Description
A delightful and easy-to-make recipe for Balsamic Chicken with Roasted Veggies. Juicy chicken breasts marinated in a balsamic glaze, roasted alongside colorful vegetables for a wholesome and flavorful meal.
Ingredients
Scale
For the Balsamic Chicken:
- 4 boneless skinless chicken breasts
- 1/4 cup balsamic vinegar
- 2 tablespoons olive oil
- 2 tablespoons honey
- 2 garlic cloves (minced)
- 1 teaspoon dried Italian seasoning
- 1/2 teaspoon salt
- 1/4 teaspoon black pepper
For the Roasted Veggies:
- 1 red bell pepper (sliced)
- 1 yellow bell pepper (sliced)
- 1 zucchini (sliced)
- 1 red onion (cut into wedges)
- 1 cup cherry tomatoes
- Fresh parsley for garnish (optional)
Instructions
- Preheat the oven: Preheat the oven to 425°F (220°C).

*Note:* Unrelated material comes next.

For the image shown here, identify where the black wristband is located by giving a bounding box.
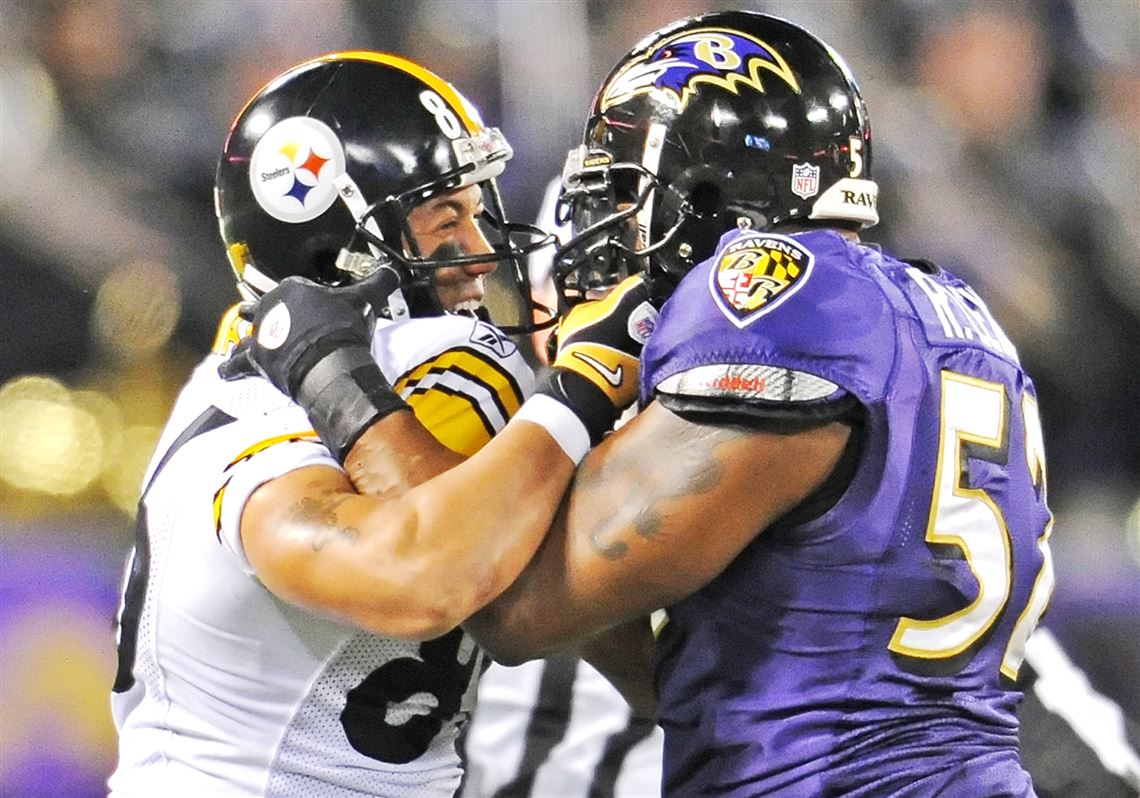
[535,368,618,446]
[295,345,412,463]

- Prepare the balsamic mixture: Whisk together balsamic vinegar, olive oil, honey, garlic, Italian seasoning, salt, and black pepper in a small bowl.

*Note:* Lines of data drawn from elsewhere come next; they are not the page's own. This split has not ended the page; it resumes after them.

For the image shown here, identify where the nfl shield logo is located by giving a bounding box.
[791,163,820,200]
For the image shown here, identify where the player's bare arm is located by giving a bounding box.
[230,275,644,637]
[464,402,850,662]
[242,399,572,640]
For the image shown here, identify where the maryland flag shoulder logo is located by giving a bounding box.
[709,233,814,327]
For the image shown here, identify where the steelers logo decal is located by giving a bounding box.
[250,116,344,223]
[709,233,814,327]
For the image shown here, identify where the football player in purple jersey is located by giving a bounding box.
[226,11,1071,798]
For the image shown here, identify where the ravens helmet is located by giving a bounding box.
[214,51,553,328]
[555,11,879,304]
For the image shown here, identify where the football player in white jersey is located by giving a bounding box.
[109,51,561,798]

- Marinate the chicken: Place chicken breasts in a bowl or bag, pour half of the balsamic mixture over them, toss to coat, and marinate for 15 minutes.

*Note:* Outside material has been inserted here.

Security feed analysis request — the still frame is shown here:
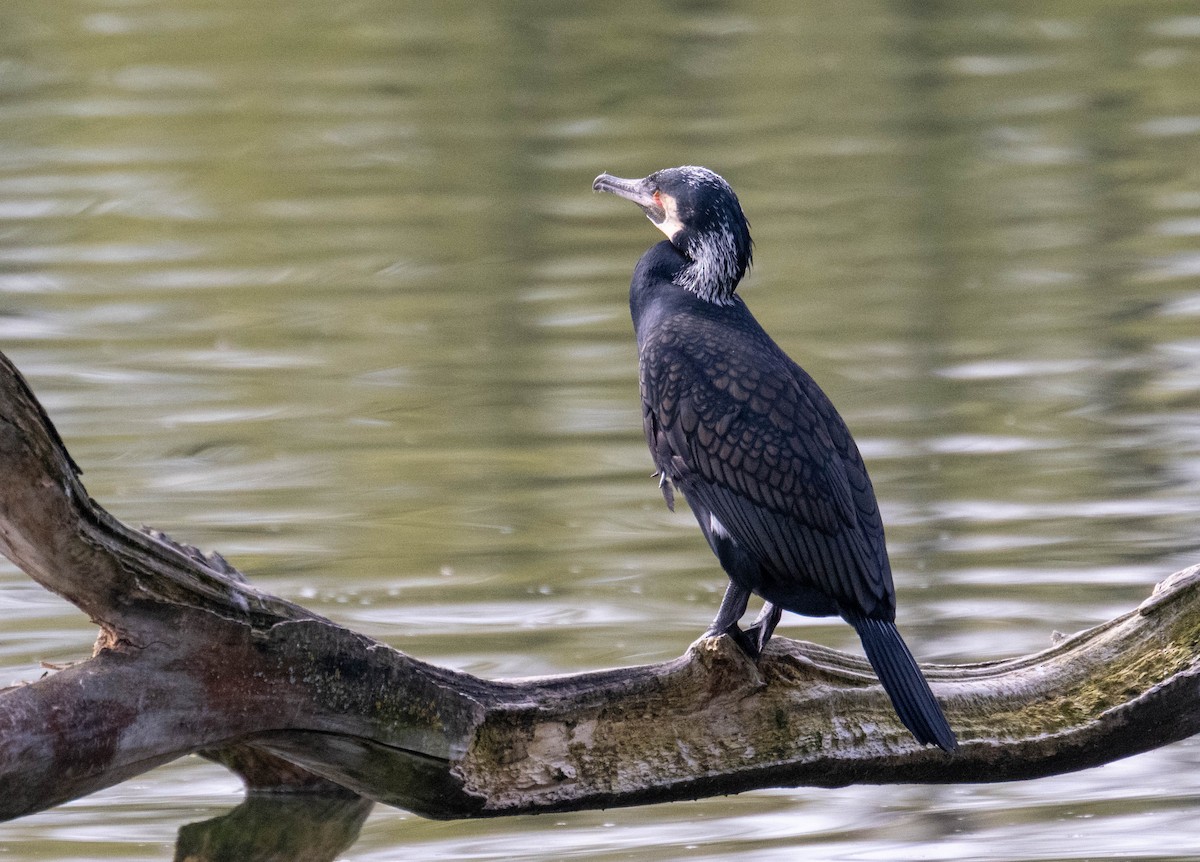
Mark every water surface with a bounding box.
[0,0,1200,862]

- Prepare the vegetables: Arrange bell peppers, zucchini, red onion, and cherry tomatoes on a sheet pan. Drizzle with the remaining balsamic mixture.
- Cook: Nestle marinated chicken among the veggies and roast for 25–30 minutes until chicken is cooked through and veggies are tender.
- Serve: Let it rest for 5 minutes, garnish with parsley, and serve.
Notes
- For even cooking, slice vegetables uniformly.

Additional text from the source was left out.